An acerbic, comic light is cast over the education system in Eric Rohmer’s 1958 short film. It’s a sharp arrow that strikes at the heart of all that’s rotten about unimaginative teaching, and is as disturbingly relevant to the present day as it is to post-war France.
In short, there are three bored characters – ‘Madame’ (Stella Dassas), her young son Jean-Christophe (Alain Deirieu), and the personal tutor, Véronique (Nicole Berger).
Madame doesn’t want to help her son. Sure, she has affection for Jean-Christophe (we do see her ruffle his hair, rather like a confectioner would a small boy who has just purchased a lollipop). Madame prefers to prop up a late 1950s France with bourgeois appearances: a squeaky-clean apartment and the insistence of good behaviour. ‘Don’t be afraid to be strict,’ she quips to Veronique, ‘The older he gets, the sillier he is.’
And then mother click-clacks out of the apartment …
Véronique is uninspired by the flat curriculum of fractions and essay structures. Her short temper and lack of patience matches Jean-Christophe’s indifference and cheekiness. ‘You’re great at useless things,’ she says with prettiness and boredom. Véronique could be sleepwalking through the whole lesson. Her turn is comic and she comes across as little more intelligent than her student.
We want to judge the lesson and trash it as a futile exercise in dull education. And this is exactly what Rohmer and producer Claude Chabrol want us to do. Rohmer was a school-teacher before he was a film-maker, and it is clear Véronique is a teacher disillusioned with a prescriptive system that insists on a two page essay, when just two lines, as Jean-Christophe impishly suggests, is enough. ‘Less is more,’ certainly; and is a maxim Rohmer applied beautifully to his narrative structures throughout his filmmaking career.

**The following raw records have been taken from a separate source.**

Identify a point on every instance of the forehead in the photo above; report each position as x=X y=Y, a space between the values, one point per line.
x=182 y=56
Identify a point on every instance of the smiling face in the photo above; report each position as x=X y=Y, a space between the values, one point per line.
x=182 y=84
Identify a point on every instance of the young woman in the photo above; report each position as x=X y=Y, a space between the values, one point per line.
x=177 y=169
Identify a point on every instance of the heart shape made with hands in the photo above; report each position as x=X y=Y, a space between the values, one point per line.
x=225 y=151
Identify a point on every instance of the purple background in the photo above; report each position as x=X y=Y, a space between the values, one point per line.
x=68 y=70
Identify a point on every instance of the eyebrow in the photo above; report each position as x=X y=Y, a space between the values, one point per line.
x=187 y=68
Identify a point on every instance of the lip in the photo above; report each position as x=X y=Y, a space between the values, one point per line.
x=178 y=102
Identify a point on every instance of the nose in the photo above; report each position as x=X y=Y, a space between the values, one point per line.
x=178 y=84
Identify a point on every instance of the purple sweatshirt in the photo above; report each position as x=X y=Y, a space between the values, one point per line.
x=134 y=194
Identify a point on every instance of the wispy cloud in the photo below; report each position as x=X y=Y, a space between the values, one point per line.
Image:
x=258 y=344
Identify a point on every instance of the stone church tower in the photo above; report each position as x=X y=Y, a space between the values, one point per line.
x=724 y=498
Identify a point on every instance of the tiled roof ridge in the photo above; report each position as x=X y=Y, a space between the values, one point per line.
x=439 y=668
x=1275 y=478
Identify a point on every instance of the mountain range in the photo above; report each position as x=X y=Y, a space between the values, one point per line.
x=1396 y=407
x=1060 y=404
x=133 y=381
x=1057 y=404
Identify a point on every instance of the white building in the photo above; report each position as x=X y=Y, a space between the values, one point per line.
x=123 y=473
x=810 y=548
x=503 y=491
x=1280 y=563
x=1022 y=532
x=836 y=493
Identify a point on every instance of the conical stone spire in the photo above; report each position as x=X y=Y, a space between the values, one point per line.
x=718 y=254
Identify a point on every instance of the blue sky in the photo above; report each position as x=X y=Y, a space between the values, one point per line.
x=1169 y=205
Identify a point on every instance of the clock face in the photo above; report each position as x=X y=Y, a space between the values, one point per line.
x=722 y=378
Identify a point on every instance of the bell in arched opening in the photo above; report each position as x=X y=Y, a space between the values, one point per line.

Chabrol, we assume, assured his trademark mischievous and slightly macabre humour in Véronique et son Cancre. It would have been a pleasure to be privy to his conversations with Rohmer during their production meetings. In the parlour, where the lesson takes place, are two squeaky toys: a bear and a lamb. They are incongruous with the stuffy interior, and suggest the bourgeois world is as childish, if not more, than Jean-Christophe himself.
Jean-Christophe is not a dunce, he is bored. He uses humour to deflect Véronique’s comments. He charms, he mocks and he fidgets. But really he wants to exist in a world where his imagination is his teacher. His teacher and his mother are the squeaking toys, while he rests in the imagined world that Rohmer and Chabrol no doubt preferred.
When Jean-Christophe finally gets rid of Véronique (‘my mum says you shouldn’t stay more than an hour.’ Unsurprisingly, she leaves immediately), Jean-Christophe retreats to the parlour and lies down on his tummy. He stretches his arms out wide, making the shape of an ice-skater. It’s also the wide-shape of the imagination, and one that Chabrol and Rohmer used to broaden our perception of the world with cinema.